Hammond:
Iraqis need oil dividends
AS
IN ALASKA: The wealth should be saved for citizens.
The
Associated Press(Published: February 23, 2004)
WASHINGTON
-- President Bush should create an Iraqi permanent fund dividend
program
modeled after Alaska's, according to former Gov. Jay Hammond.
In
fact, Hammond said, Bush should make the fund and dividends to citizens
a central element of his re-election campaign.
Hammond
made the remark after delivering a history and defense of the Alaska
Permanent
Fund dividend to the annual conference of the U.S. Basic Income
Guarantee
Network.

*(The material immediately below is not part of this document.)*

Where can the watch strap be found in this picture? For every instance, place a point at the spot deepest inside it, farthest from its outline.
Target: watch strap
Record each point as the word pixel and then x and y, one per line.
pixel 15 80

The organization wants governments to offer all citizens,
regardless
of their own means, enough money to live.
The
group says the Alaska dividend, which Hammond helped create while
governor,
is "the only example of an existing basic income guarantee in the world
today."
Hammond,
81, has been on a sort of moral crusade recently as he has perceived a
growing threat to the dividend program. Earlier this month he crashed
the
Conference of Alaskans, a 55-member group that Gov. Frank Murkowski
convened
to talk about the Permanent Fund's future, and diverted participants
into
a discussion of income taxes as well.
Saturday,
Hammond recited a detailed history of his dividend advocacy, starting
with
his attempts in the 1960s as mayor of the Bristol Bay Borough to
capture
some of the salmon dollars that "hemorrhaged" out of that region. He
used
the current Alaska dividend debate as a segue into the international
arena.
"Without
a Permanent Fund dividend program," Hammond said, "Alaska will face the
same fate as Nigeria." The World Bank estimates that $296 billion
flowed
in and out of that government's treasury during its oil boom, "leaving
them worse off than they were before," Hammond said.
The
Economist magazine appropriately called such mismanaged oil wealth "the
devil's excrement," Hammond said. The pattern has been repeated around
the globe where countries have come into an oil windfall, he said.
"Absent
something like our dividend program and ensuing public interest, those
windfalls simply inflated a grab bag for special interests," he said.
Once
deflated, the average citizen was left holding that empty bag, Hammond
said. "Iraq is but the latest example."
He
said he intends to seek an audience with the president to push the idea.
Hammond
noted that he met the president's father, former President George Bush,
years ago in Alaska before the elder Bush was well known nationally.
The
elder Bush helped with his fund-raising and even wrote a blurb for his
autobiography, Hammond said.
"I
owe George Junior at least this -- to convey to him how he could make
this
the centerpiece of his national campaign, thereby hopefully propelling
the other candidates into the same arena to compete to see who can do
more
to propel or promote the concept in Third World countries, Iraq or
wherever,"
Hammond said.
"What
better way to induce a capitalistic, democratic mind-set among Iraqis?"
Hammond said. "Far better than a few privileged kleptocrats living in
opulent
splendor while others grovel in squalor."